You can find more details on this field in the documentation here, but the gist of it is this: DFW has to be able to act on traffic when it traverses any one of the input or forward hooks. This can be achieved in one of three ways:

  1. Have no other tables that hook input or forward, leaving only DFW's table.

    This is not really feasible, because that would leave you with an entirely open firewall, at least until DFW has run.

  2. Ensure that any existing tables that hook input or forward don't drop the traffic before it reaches DFW's tables.

    This is not great if you want your input hook to have a drop policy, which I personally would always want, just to make sure I don't accidentally expose any port I didn't intend to expose.

  3. Let DFW know about any existing tables and chains that hook input or forward.

    This is what the custom_tables setting does and it give us the best of both worlds: we can ensure that DFW can correctly accept traffic it is responsible for while still being able to default drop traffic in the input hook.

This is a REALLY bad one because it will also not allow pinging out or working with established connections.

Assuming DFW has run and is instructed to attach to the existing tables it would work: the output hook does not deny the echo-request (ping) and the input hook would allow related packets to let the echo-response (pong) come through. Without it having run though, the default would disallow this from happening, yes.

Regarding established/related packets: I agree, this should be part of the default config. Regarding allowing incoming pings: I don't want to prescribe to a user of DFW whether they want their host to be pingable. I think a good middle ground would be to add it with a comment, i.e. indicating to the user that their host won't be pingable unless they enable that rule.


In summary, the final more-than-minimal configuration that works well for me is this:


Tasks:

MichaelVoelkel commented 10 months ago

Hi! Thanks for your great, long answer. Yeah, now everything works, maybe apart from locally accessing containers, BUT I will try out your iif lo filter because I don't have this one.

And all sounds really interesting what you write. Of course, it's true that nftables is used as base. And yes to:

Do I understand correctly that things work now after you have added backend_defaults, but didn't before?

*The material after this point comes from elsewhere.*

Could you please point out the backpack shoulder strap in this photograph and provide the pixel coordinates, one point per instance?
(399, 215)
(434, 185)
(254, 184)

My default policy clearly is drop. And by the way, as for pings, I was just talking to pings going outside. I agree that inside pings are a different story.

As for the network thingy, I was just thinking, if the docker container only has one network, dfw could theoretically read it from it and use it, as a convenience idea. But yeah, that's not necessarily needed.

All in all, I need to say: your solution is great!!

Getting nftables running with docker is normally not doable nicely... And it should really be a firewall solution that sits in its own docker container to have it maintainable. This seems like the best practice. And your repo offers exactly this solution. So thanks a lot!